Masa Depan Pelestarian dan Pengembangan Budaya: Hilmar Farid Soroti Transformasi Administrasi dan Kebijakan Kebudayaan

Vania Rossa Suara.Com
Kamis, 19 September 2024 | 15:06 WIB
Masa Depan Pelestarian dan Pengembangan Budaya: Hilmar Farid Soroti Transformasi Administrasi dan Kebijakan Kebudayaan
Direktur Jenderal Kebudayaan, Hilmar Farid (Kemendikbudristek)
Follow Suara.com untuk mendapatkan informasi terkini. Klik WhatsApp Channel & Google News

Suara.com - Direktur Jenderal Kebudayaan, Hilmar Farid, memberikan pandangan strategis mengenai masa depan administrasi dan kebijakan budaya Indonesia dalam kuliah umum yang diselenggarakan di Universitas Gadjah Mada (UGM). Topik utama yang diangkat adalah isu-isu strategis terkait kebijakan budaya dan tantangan dalam pengelolaannya.

Dalam paparannya, Hilmar Farid menyoroti langkah-langkah yang telah diambil oleh pemerintah dalam melestarikan dan mengembangkan budaya nasional. 

“Indonesia terus melakukan transformasi signifikan dalam administrasi kebudayaan, termasuk penerapan kebijakan desentralisasi melalui otonomi daerah serta penyederhanaan birokrasi. Salah satu contohnya adalah pembentukan Badan Layanan Umum (BLU) Museum dan Cagar Budaya yang diharapkan dapat meningkatkan fleksibilitas dan efisiensi pengelolaan kebudayaan di Indonesia.
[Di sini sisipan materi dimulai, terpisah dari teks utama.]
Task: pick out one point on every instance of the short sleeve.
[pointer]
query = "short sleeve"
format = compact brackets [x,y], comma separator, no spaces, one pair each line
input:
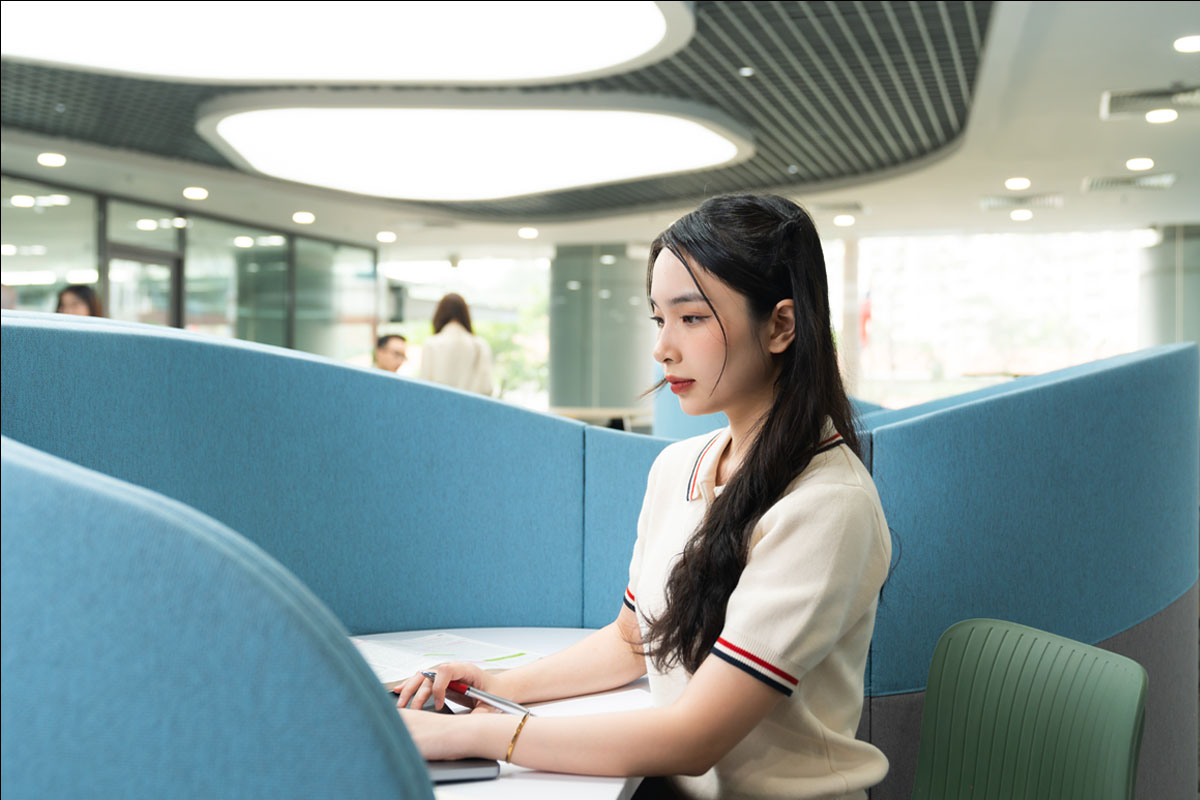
[815,569]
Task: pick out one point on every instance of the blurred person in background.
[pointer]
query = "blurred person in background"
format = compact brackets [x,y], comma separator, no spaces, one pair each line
[391,352]
[454,355]
[81,300]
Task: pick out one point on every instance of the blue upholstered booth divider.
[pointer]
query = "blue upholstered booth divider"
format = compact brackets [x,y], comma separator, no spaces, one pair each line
[617,465]
[360,482]
[1066,501]
[151,653]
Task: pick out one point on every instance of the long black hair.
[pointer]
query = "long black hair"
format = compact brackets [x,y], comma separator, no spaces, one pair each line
[766,248]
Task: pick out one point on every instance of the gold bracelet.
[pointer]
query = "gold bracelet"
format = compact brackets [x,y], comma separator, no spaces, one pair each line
[508,756]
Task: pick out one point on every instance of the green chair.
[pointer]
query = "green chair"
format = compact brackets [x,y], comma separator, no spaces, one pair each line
[1013,713]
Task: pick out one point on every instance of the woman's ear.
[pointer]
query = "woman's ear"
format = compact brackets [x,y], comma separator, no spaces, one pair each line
[781,326]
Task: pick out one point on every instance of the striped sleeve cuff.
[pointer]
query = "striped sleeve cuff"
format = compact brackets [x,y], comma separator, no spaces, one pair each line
[756,667]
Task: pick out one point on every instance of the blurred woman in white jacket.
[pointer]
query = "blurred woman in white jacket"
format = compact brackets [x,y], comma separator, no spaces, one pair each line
[454,355]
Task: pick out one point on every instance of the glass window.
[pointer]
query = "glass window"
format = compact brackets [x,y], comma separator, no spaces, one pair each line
[139,292]
[49,241]
[336,300]
[235,282]
[144,226]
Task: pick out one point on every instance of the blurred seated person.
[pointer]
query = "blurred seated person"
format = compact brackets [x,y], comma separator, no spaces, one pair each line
[391,352]
[79,299]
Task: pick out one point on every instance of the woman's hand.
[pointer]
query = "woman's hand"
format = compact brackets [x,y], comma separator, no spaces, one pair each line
[417,690]
[438,737]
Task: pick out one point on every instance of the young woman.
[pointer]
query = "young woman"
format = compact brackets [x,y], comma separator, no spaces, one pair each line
[454,355]
[761,548]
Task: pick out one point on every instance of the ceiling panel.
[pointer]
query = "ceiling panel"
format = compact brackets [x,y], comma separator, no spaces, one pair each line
[840,90]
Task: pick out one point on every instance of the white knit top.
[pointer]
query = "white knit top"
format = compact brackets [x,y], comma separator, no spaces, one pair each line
[799,619]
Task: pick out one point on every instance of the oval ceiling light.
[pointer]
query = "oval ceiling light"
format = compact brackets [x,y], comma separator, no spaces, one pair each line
[52,158]
[431,146]
[360,42]
[1159,115]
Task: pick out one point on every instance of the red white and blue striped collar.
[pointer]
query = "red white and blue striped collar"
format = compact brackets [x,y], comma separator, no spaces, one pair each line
[702,480]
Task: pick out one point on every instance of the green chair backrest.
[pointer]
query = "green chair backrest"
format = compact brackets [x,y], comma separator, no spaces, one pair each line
[1013,713]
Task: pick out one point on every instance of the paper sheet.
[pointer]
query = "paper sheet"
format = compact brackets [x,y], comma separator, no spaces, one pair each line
[396,659]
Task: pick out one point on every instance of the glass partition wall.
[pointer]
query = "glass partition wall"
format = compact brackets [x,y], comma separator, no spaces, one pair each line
[159,265]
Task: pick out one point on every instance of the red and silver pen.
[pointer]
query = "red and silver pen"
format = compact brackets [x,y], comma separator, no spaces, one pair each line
[501,703]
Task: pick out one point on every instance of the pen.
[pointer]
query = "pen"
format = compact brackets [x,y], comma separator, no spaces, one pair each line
[501,703]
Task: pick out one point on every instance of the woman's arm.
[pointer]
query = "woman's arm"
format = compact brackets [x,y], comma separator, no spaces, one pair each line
[606,659]
[720,705]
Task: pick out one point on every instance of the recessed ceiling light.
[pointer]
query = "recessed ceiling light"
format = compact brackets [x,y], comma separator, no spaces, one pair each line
[52,158]
[371,143]
[360,42]
[1146,238]
[1188,44]
[1161,115]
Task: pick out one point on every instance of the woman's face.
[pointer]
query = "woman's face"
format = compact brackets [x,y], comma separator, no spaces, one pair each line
[72,304]
[693,350]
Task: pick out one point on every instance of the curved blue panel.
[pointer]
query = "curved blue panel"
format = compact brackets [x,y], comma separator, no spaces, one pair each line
[616,468]
[150,651]
[402,505]
[1068,504]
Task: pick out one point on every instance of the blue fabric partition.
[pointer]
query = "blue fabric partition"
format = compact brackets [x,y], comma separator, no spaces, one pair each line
[616,468]
[1067,503]
[363,483]
[151,653]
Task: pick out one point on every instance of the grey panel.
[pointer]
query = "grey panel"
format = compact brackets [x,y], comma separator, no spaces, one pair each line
[1165,645]
[840,90]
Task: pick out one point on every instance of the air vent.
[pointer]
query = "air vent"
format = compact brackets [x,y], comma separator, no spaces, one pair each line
[1008,202]
[1127,104]
[1123,182]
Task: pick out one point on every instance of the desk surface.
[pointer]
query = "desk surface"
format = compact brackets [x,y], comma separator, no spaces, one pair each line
[533,785]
Transformasi ini penting untuk memastikan kebudayaan mampu bertahan dan berkembang, baik di tingkat nasional maupun internasional,” jelas Hilmar dalam keterangannya.

Kebijakan desentralisasi yang diatur melalui UU No. 22 Tahun 1999 dan UU No. 23 Tahun 2014 ini memberikan kewenangan lebih besar kepada pemerintah daerah dalam mengelola taman budaya, museum, dan pusat kesenian. Hilmar menekankan bahwa perubahan ini memungkinkan pengelolaan kebudayaan di setiap daerah lebih mandiri dan sesuai dengan kebutuhan lokal. 

"Desentralisasi ini menjadi langkah penting guna memastikan kebudayaan tidak hanya dipertahankan, tetapi juga berkembang sesuai dengan dinamika masyarakat setempat," ujarnya.

Kebijakan ini, menurut Hilmar, sangat relevan di tengah keberagaman Indonesia, di mana setiap daerah memiliki kekhasan budayanya sendiri.

Selain desentralisasi, Hilmar juga menyoroti penyederhanaan birokrasi melalui UU No. 23 Tahun 2023 tentang ASN, yang mengarah pada pembentukan birokrasi yang lebih ramping dan profesional. Pemangkasan jabatan eselon 3 dan 4 menjadi langkah konkret untuk mengurangi hirarki yang kaku, beralih dari pendekatan New Public Management (NPM) yang menekankan efisiensi dan kinerja berbasis target, menuju New Public Service (NPS) yang lebih partisipatif dan berfokus pada pelayanan publik.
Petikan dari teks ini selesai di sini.